Updated: TVNewsCheck’s Harry Jessel wrote a column today that jokingly (?) calls on media companies everywhere to stop innovating for three years. “We need a breather,” he writes, “so we can figure out one thing before being forced to move on to the next.”
Jessel has a good point in there — it’s hard enough for national media companies to keep up, let alone local TV stations faced with a growing array of possibilities, from social media to apps on just about everything — iPhone, iPad, Android, Samsung TV…. Where to prioritize with limited resources?
And then there’s the old battle between TV and everything else. “If [local TV execs] actually tried to grasp the new media,” he writes, “they wouldn’t have much time for the old media. They have stations to run and that’s not as easy as it used to be, what with the new media shattering audiences into a million pieces.”
That argument always makes me shake my head. It’s the classic “either-or” trap heard daily in local TV hallways. But media fragmentation is precisely why local TV must experiment at a higher velocity, not take a breather. As Gordon Borrell says in Jessel’s piece, it’s about picking your battles and making hard decisions to abandon stuff that’s not working.
So what are those battles? As we approach 2011, I think local TV should focus on one thing: create compelling, original video programming that works for on-demand viewing just as well as it works for linear TV. Unique local programming with a longer shelf-life that people will share via social media.
The problem is, newscasts don’t fit that bill. They’re designed for live linear viewing, with a short shelf-life. Nobody really watches newscasts on-demand or even shortened webcast versions of newscasts. Most of the local news that people share on Facebook and Twitter is not video, but text and photos. Some of the craziest web clips from a newscast will draw an audience, but never at a large enough volume at a local level to drive real revenue — because, in part, three other TV stations are doing the same thing.

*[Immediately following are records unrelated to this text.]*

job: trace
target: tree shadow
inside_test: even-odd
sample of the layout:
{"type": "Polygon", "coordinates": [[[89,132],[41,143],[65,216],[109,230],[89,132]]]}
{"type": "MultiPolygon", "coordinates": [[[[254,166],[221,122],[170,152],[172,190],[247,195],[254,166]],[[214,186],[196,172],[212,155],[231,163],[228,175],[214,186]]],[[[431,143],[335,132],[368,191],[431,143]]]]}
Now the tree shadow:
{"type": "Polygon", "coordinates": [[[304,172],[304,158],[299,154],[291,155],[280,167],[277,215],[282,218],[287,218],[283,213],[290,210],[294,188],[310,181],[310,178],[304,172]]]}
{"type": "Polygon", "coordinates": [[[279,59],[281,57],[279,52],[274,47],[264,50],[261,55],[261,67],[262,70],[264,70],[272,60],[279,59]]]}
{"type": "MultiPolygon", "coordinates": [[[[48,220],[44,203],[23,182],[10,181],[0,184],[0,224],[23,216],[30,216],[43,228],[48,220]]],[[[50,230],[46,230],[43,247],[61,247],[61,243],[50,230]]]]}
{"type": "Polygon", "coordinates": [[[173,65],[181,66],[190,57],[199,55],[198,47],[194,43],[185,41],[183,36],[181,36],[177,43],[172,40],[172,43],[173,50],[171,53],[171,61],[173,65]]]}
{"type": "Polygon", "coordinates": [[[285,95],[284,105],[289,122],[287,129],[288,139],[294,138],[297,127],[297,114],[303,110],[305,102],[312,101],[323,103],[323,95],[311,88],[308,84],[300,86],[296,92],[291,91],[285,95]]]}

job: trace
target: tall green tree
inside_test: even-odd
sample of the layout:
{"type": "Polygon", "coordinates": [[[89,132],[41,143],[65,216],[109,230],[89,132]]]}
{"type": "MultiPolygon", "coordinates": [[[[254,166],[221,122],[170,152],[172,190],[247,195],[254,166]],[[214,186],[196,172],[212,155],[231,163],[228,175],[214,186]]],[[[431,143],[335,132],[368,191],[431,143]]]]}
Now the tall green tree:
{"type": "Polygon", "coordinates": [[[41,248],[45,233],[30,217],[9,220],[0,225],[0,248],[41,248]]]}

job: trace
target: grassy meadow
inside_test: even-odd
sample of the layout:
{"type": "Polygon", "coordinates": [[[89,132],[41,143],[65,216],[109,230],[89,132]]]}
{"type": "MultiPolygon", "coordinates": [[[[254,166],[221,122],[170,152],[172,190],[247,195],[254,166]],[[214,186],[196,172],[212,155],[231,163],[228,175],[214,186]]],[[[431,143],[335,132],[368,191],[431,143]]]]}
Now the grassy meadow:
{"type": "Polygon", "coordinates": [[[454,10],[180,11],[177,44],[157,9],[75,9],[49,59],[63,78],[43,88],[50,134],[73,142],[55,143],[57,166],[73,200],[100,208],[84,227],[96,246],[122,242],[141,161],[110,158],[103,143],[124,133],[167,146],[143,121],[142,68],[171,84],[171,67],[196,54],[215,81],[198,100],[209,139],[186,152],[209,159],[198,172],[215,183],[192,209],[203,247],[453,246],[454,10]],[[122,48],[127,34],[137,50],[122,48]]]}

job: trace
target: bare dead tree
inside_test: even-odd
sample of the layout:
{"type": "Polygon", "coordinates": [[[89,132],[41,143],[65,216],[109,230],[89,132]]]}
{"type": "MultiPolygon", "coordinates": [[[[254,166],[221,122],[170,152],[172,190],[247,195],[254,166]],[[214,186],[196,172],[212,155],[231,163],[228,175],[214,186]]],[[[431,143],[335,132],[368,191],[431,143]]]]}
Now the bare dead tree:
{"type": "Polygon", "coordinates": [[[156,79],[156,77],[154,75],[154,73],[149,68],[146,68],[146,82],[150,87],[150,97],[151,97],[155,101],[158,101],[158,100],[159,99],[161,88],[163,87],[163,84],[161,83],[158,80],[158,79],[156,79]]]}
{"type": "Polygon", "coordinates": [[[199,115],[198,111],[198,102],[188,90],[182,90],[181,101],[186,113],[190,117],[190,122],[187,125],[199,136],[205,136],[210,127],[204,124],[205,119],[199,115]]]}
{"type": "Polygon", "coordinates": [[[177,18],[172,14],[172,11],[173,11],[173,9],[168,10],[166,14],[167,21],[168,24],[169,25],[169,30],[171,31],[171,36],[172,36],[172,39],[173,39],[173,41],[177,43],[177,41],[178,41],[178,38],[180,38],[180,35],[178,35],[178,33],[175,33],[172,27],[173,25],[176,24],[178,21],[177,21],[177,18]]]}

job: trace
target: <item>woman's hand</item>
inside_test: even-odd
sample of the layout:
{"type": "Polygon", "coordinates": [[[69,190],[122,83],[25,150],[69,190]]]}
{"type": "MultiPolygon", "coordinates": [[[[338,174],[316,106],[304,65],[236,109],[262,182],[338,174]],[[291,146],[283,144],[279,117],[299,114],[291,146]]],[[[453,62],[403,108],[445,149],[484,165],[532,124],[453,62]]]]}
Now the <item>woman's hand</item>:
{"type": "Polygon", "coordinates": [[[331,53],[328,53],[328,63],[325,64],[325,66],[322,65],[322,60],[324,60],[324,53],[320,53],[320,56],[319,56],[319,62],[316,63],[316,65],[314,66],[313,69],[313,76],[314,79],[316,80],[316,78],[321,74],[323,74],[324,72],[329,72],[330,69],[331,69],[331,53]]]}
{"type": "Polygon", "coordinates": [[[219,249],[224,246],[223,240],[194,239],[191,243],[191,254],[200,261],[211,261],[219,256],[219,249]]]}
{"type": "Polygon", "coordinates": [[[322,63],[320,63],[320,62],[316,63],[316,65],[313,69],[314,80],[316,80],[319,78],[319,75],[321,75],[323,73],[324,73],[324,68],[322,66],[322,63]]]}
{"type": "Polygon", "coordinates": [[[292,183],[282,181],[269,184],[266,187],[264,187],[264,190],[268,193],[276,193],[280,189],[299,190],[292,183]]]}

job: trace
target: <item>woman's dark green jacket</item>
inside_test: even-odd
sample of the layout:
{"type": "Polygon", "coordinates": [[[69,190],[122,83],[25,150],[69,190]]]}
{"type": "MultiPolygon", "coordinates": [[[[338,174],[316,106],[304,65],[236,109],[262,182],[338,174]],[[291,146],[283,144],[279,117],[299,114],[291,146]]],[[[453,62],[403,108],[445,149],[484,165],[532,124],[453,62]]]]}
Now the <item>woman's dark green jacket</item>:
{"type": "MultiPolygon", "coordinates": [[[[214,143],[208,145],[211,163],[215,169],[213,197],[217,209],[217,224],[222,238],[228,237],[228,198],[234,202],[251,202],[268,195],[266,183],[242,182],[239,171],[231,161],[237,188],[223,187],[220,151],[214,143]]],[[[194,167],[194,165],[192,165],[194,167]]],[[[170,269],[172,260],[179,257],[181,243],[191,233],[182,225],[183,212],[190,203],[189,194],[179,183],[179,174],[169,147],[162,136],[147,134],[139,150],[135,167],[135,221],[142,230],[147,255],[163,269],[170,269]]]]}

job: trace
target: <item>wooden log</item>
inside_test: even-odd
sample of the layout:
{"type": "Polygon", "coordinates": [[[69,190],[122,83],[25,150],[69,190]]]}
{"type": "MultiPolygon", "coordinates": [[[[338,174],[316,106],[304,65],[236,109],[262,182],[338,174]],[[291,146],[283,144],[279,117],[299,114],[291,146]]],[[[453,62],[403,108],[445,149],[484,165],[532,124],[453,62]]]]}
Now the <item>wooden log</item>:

To me that’s an opportunity to create new kinds of local video programming that branch out beyond traditional news to local infotainment. Unique programming that people will talk about, share on Facebook and Twitter, participate in, and make a point to seek out on-demand to watch. A TV show that’s deconstructable into shareable pieces. Or better yet, shareable pieces that construct into a TV show. Video that can be watched for weeks or months, not just hours. And ideally, programming that has value for a national niche audience, as well. For example, in Seattle we’re known for the environment, the outdoors, philanthropy and interestingly, video gaming. Other markets have other specialties.
It also must be produced with a lower cost structure. Significantly lower.
In a time in which the TV syndication market is in doubt more than ever (Oprah!) and networks are distributing their shows elsewhere (Hulu!), it’s imperative that TV stations learn how to produce unique video content in a cost-effective way that can create new “off-platform” audiences at volume. Duplicating newscasts with new graphics, however, is not the answer.
To get there, station groups need to bring on creative programming talent from new sources, and this is where the cultural shift kicks in. Small production houses, local bloggers, popular Twitter accounts or even YouTube producers may be a better source of creative ideas than the station itself. They’re also much more comfortable producing video at a lower cost than traditional TV.
Then create a branded multiplatform “show”, distribute it via social media and low-cost video apps on the highest-priority platforms, and learn from what happens next. I believe the best shows will drive the most distribution, generating enough incremental revenue to shine a light on a new future of local TV.